Data Analysis in 10 Easy Steps
The key steps in the process of turning data into insights
Data Analysis is the process of collecting, transforming, cleansing, and organizing data to discover new information, draw conclusions, make predictions, and support decision-making.
Data Analytics has various approaches and is used in different businesses, science, and industries. In today’s data-driven world, it plays a huge role in driving informed decision-making.
That said, are you looking to start a data analysis project but don’t know how to go about it? Or are you a data analyst working at a company?
Well, then this article is for you!
Here’s a TLDR version of this article
10 Steps in Data Analysis
1. Define the question
2. Define the ideal data set
3. Obtain data
4. Clean the data
5. Exploratory Data Analysis
6. Statistical Prediction/modeling
7. Interpret results
8. Challenge results
9. Communicate results
10. Build a Data Product
Want the details? Read on 👇
Subscribe to our AI Newsletter — Deep Grit.
Want to read it first? Check out our latest issue!
1. Define the question
Often in data analysis work, your results are based on the requirements of the clients and stakeholders, so having a good understanding of the data at hand is essential.
To do that, you have to start asking the right questions before even starting any analysis.
Defining the question will then help reduce the noise in your dataset and help you focus on the right features of the data.
As a result, this narrowing down of your observation is useful for simplifying your problem.

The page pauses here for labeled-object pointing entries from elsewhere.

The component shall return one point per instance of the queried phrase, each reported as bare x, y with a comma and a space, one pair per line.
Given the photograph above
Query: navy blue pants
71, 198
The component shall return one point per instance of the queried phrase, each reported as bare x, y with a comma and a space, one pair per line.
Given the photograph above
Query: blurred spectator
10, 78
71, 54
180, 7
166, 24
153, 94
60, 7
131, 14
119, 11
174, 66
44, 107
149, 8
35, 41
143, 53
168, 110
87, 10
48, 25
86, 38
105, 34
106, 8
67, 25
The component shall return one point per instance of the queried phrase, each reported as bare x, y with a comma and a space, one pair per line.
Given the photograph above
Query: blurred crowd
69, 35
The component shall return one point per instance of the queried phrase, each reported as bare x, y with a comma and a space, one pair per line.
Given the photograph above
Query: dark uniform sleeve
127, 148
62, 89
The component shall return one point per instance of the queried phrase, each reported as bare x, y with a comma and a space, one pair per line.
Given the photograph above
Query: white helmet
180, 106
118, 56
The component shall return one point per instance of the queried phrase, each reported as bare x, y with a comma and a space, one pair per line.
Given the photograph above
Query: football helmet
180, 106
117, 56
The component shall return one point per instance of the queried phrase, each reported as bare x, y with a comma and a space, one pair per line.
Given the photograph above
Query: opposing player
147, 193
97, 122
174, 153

Defining the question is the most powerful dimension reduction tool you can employ.
Let’s say you want to use marketing data to predict the sales for next month. You should be asking questions such as “What data do you have?”, “How should I sample the data to make sure it is representative?”, “How should I impute the missing variables in the data”, “What’s the best model to use to predict sales for the data we have?”
Without asking the right questions, it will be dangerous and even pointless to randomly apply machine learning techniques to the data. Doing so will produce misleading conclusions and results, and you risk losing credibility as a data analyst.
2. Define ideal data set
There are six different types of Data Analysis, so you need to find data that helps achieve that for each of them.
Here’s a brief description of what your data should be for the specific type of data analysis.
Descriptive— Whole population
Exploratory— Random, sampled with many variables
Inferential— Right population, randomly sampled (sampling mechanism important)
Predictive— Training & test data set from the same population
Causal— Data from a randomized study (experimental data)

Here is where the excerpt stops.